“Get your fucking foot off the pedal!” Ruger hissed. When Tony didn’t, or couldn’t, Ruger cocked his arm and drove his elbow into Tony’s nose once, twice. The brittle cartilage in Tony’s nose crunched and blood exploded from his lacerated skin, pouring down over his mouth. Tony sagged against the door and his foot slid from the pedal. Thoroughly enjoying himself, Ruger grinned, shifted his hips, then reached over with his own left foot and stamped on the brakes. The car jerked and jolted, throwing Ruger against the dashboard and Boyd against the back of Tony’s seat. Tony’s seat buckled forward, and Tony’s right temple struck the steering wheel with a sharp crack.
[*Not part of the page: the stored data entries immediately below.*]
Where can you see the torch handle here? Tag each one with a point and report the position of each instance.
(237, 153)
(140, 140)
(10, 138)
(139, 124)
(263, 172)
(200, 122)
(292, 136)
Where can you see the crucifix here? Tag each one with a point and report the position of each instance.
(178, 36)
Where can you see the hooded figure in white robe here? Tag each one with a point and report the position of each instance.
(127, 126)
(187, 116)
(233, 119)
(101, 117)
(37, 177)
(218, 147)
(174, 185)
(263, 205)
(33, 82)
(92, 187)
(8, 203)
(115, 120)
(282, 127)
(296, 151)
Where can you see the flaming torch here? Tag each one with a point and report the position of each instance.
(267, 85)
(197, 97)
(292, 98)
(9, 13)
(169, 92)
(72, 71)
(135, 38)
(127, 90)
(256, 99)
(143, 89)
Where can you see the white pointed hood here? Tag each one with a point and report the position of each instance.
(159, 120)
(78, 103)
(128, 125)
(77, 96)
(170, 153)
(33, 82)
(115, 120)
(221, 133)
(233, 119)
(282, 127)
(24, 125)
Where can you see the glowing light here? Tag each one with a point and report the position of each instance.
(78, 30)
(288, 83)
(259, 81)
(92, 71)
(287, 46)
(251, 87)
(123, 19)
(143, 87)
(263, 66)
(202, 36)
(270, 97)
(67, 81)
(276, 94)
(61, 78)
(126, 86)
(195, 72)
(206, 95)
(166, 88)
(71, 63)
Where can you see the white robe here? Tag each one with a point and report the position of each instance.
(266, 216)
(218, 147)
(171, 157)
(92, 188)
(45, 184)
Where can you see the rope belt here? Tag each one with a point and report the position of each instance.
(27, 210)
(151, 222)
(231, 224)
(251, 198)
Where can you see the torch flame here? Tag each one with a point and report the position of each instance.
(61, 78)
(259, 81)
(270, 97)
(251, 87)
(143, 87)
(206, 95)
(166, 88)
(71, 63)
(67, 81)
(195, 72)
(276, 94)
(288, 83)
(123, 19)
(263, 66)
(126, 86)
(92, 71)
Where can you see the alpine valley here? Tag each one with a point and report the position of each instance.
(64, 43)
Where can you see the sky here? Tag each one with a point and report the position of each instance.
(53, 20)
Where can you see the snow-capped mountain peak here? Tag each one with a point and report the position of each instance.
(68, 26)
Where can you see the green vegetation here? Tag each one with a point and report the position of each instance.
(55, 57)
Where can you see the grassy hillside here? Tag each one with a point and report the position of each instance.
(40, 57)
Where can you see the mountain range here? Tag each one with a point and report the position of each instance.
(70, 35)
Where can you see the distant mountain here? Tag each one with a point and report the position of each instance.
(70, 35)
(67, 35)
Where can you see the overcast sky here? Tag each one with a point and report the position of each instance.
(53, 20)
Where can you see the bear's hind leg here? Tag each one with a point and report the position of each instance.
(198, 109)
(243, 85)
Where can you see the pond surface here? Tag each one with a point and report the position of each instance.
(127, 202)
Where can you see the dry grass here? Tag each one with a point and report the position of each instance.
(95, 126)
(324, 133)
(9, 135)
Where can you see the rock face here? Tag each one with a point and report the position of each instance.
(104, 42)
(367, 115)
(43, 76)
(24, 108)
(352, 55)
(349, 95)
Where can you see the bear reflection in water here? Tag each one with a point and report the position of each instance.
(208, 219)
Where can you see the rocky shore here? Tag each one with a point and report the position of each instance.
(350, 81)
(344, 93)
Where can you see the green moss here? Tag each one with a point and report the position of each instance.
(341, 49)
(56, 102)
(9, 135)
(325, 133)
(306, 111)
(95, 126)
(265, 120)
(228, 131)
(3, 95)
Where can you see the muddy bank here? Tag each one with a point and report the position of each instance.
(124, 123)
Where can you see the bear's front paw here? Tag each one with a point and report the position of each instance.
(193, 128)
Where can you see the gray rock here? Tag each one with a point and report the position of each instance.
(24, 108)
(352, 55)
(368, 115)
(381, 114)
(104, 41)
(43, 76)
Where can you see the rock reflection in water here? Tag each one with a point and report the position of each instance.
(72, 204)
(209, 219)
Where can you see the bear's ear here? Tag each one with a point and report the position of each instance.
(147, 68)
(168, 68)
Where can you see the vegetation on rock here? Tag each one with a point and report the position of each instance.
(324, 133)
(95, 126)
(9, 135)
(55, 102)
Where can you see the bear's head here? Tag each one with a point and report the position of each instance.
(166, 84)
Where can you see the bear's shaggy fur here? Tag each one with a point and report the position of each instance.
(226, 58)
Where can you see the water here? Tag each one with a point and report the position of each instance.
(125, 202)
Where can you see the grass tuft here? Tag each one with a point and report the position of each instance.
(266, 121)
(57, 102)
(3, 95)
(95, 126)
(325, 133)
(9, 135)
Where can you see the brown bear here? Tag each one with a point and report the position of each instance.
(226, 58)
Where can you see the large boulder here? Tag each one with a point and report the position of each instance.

A moment later there was a much louder crack! and then the car swayed drunkenly to the right, slowed abruptly, then stopped altogether.
The engine growled in confusion as it wound itself down.
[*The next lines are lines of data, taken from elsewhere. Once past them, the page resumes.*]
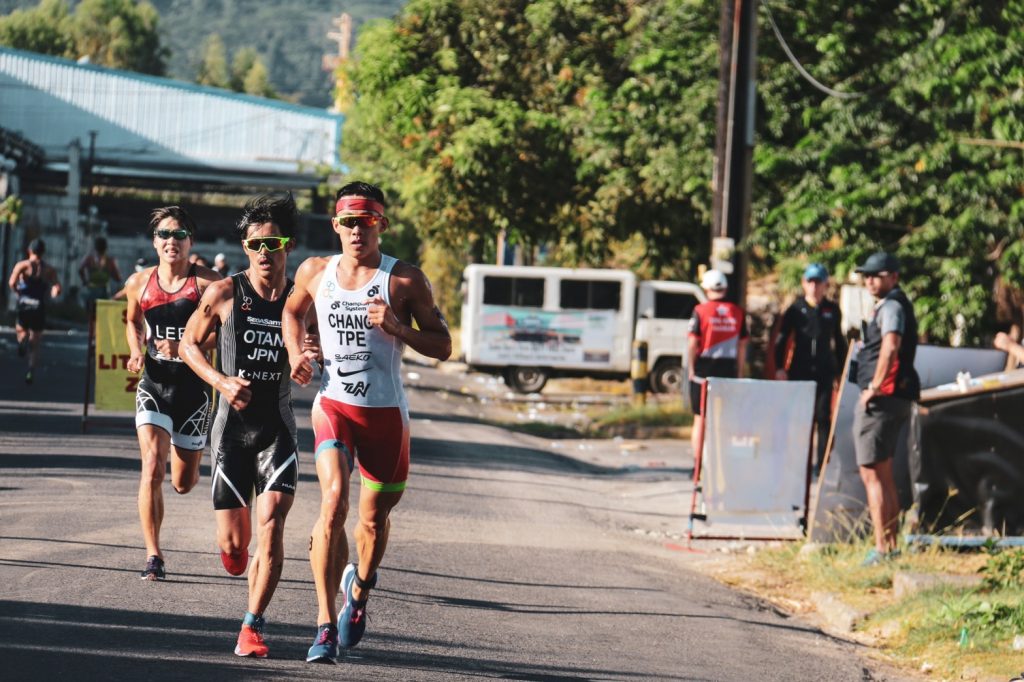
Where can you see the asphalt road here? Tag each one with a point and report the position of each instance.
(511, 557)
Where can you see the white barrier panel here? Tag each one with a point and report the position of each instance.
(754, 469)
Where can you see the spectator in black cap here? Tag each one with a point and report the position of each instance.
(34, 282)
(889, 385)
(810, 346)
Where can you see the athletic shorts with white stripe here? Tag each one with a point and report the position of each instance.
(251, 459)
(180, 408)
(378, 437)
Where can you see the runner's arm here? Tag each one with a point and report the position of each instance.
(202, 327)
(841, 344)
(293, 321)
(51, 278)
(135, 321)
(15, 275)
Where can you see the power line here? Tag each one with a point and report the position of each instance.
(800, 68)
(933, 35)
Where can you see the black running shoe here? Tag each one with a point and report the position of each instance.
(154, 569)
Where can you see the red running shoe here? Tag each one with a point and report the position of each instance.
(235, 563)
(251, 641)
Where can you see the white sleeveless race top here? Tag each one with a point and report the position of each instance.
(361, 364)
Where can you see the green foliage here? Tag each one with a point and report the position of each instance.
(10, 210)
(898, 169)
(120, 34)
(291, 37)
(524, 117)
(650, 415)
(1004, 569)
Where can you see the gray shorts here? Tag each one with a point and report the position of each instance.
(877, 428)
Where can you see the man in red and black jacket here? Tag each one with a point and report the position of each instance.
(889, 386)
(717, 343)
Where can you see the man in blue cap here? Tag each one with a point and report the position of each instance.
(889, 386)
(810, 346)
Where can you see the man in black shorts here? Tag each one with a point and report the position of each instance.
(34, 282)
(810, 346)
(889, 385)
(254, 446)
(172, 405)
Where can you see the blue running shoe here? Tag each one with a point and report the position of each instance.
(154, 569)
(325, 648)
(352, 617)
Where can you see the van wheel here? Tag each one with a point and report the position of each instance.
(667, 377)
(525, 379)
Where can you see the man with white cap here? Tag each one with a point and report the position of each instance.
(717, 343)
(810, 346)
(889, 386)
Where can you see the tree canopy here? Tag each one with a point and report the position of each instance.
(120, 34)
(588, 127)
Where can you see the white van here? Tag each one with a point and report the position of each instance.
(528, 324)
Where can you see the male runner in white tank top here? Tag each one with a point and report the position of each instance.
(366, 304)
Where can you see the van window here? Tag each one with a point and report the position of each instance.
(672, 305)
(526, 292)
(592, 295)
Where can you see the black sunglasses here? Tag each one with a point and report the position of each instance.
(180, 233)
(271, 244)
(364, 221)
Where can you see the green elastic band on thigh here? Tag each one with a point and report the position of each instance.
(384, 487)
(327, 444)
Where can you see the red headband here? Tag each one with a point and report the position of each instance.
(357, 205)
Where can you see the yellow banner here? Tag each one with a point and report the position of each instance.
(115, 384)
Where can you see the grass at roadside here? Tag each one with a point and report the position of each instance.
(597, 423)
(665, 414)
(950, 631)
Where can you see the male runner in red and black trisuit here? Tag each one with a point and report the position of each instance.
(717, 344)
(34, 282)
(366, 305)
(172, 405)
(254, 442)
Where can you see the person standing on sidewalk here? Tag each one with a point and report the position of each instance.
(366, 305)
(889, 386)
(717, 344)
(817, 350)
(172, 405)
(254, 444)
(34, 282)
Pushing himself away from the dashboard, Ruger reached over and shoved the automatic transmission into park, then switched off the engine. A tarpaulin of silence dropped over the car, broken only by small tinkling sounds from the now still engine and the far-off rumble of thunder.
Chapter 4
Long black lines of burned rubber marked where the car had gone off the road into the corn. The tall man with the blond hair stood at the outer curve of the skid mark and stared into the field for a long time, his mouth cut into a cruel smile of triumph. Despite the total cloud cover his skin and blond hair seemed to glimmer with a luminescence like cold moonlight.
He reached out his left hand, fingers splayed so that from his perspective his hand encompassed the whole of the car; then he closed his hand slowly, forming a knotted fist. A wind seemed to blow past him and into the cornfield.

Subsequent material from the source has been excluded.